Cuando el papa Francisco (que precisamente hoy, 13 de marzo, cumple diez años como Obispo de Roma y Pastor de la Iglesia universal) se atrevió a pronunciar la dichosa “palabreja” me dejó bastante perplejo, y por supuesto, muy esperanzado. Porque la reforma, que debe ser “integral”, es la gran asignatura pendiente de la Iglesia católica desde hace años y siglos.

Reformar la Iglesia, “de verdad” es muy complicado, harto difícil, y creo que hasta “imposible”. La eclesiología -cualquiera- está necesariamente impregnada de la mentalidad, la concepción teológica, la vida misma, del teólogo o pastor que la defina, la defienda o la rechace. Es, en el fondo, una manera de entender no sólo la Iglesia de Jesucristo, sino la realidad de la vida con todas sus múltiples facetas. Siempre hay un “universo simbólico”, existencial, biográfico, detrás o dentro de lo que cada uno entiende que debe ser la Iglesia que no fundó Jesús sino sus primeros discípulos. Sin embargo, las distintas “posturas”, (se prefería hablar antes de “sensibilidades” en vez de “modelos de Iglesia”) existen desde el mismo entorno de los apóstoles, los discípulos de Jesús. Incluso cada uno de los cuatro evangelios tiene su propio “modelo” de Iglesia, su propia “teología”…incluso, los sinópticos. Así, por ejemplo, se considera al apóstol Santiago como un “conservador” (con calificativos de hoy), a Pedro como un “moderado, de centro”, y a Pablo como un progresista de izquierdas. Una clasificación errática y absurda, pero que responde ciertamente a las distintas “sensibilidades o visiones de Iglesia” desde los albores del cristianismo en el siglo I. A esa situación eclesial  respondió el conocido como “concilio de Jerusalén” (o quizás, mejor, “asamblea…”) antes incluso de los años 50 d.C., es decir, apenas un par de décadas después de la resurrección/pentecostés de Jesús y del surgir de las “protoiglesias”. Las disensiones, las diatribas, las encontramos ya en las cartas paulinas, en los Hechos de San Lucas, y por supuesto, en los primeros siglos de la etapa patrística: herejías, cismas y concilios que intentan constantemente “fundar o re-fundar”, (¿consolidar una estructura teológica y organizativa?) aquella Iglesia incipiente, recién nacida, sin normas ni constituciones de ningún tipo, ni siquiera con dogmas o anatemas específicos.

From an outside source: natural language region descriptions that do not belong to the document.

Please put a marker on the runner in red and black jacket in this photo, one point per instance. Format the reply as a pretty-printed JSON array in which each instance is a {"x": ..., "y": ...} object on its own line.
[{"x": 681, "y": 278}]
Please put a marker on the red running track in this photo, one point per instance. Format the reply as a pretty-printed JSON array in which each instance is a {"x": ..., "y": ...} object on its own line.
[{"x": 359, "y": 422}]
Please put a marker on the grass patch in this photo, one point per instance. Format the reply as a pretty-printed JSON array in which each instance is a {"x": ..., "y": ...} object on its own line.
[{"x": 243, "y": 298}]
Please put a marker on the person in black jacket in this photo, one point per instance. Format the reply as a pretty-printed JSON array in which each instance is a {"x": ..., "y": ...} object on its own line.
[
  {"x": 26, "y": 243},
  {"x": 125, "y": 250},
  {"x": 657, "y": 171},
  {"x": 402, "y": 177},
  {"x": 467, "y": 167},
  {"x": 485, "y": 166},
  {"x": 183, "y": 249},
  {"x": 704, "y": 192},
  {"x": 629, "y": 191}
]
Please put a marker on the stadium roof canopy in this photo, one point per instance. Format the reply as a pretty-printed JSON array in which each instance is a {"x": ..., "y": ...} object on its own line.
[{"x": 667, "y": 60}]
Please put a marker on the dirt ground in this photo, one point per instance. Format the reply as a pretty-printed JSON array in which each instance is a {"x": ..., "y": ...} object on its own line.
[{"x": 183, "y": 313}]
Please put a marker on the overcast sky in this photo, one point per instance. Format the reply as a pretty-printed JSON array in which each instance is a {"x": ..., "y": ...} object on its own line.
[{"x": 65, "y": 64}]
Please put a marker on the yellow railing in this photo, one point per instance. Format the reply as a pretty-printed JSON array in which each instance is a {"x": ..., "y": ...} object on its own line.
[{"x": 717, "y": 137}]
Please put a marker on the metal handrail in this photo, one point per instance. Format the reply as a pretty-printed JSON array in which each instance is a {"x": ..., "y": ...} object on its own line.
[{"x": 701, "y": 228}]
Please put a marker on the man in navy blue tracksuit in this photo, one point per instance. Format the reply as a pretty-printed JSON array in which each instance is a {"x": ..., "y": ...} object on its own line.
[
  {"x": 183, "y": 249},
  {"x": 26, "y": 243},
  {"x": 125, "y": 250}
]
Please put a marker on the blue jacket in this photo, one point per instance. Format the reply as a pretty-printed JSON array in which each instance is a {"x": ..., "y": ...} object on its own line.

Las “reformas” (con éste u otro nombre similar) han existido siempre en la Iglesia. ¿Qué supuso sino una gran reforma, el Edicto de Milán y el emperador Constantino en 313? ¿Y la adopción por el emperador Teodosio de la Iglesia cristiana como única y legítima religión del Imperio en 380? Y así podríamos seguir a lo largo de dos milenios, baste consultar cualquier buen tratado de Historia de la Iglesia.

Entonces, ¿por qué hoy, unos defienden y luchan denodadamente por  una reforma eclesial “desde la perspectiva del papa Francisco”, y otros la rechazan beligerantemente con afanes de retornar a “a la Iglesia de antes, la de siempre, la de la tradición…”? ¿a qué Iglesia se refieren? ¿son novedad las “dos banderas” de “progresistas y conservadores” (para entendernos)? ¿es una lucha en la que van a “ganar” unos y “perder” otros? ¿estamos abocados a un nuevo e inevitable cisma eclesial? La “cosa” es complicada.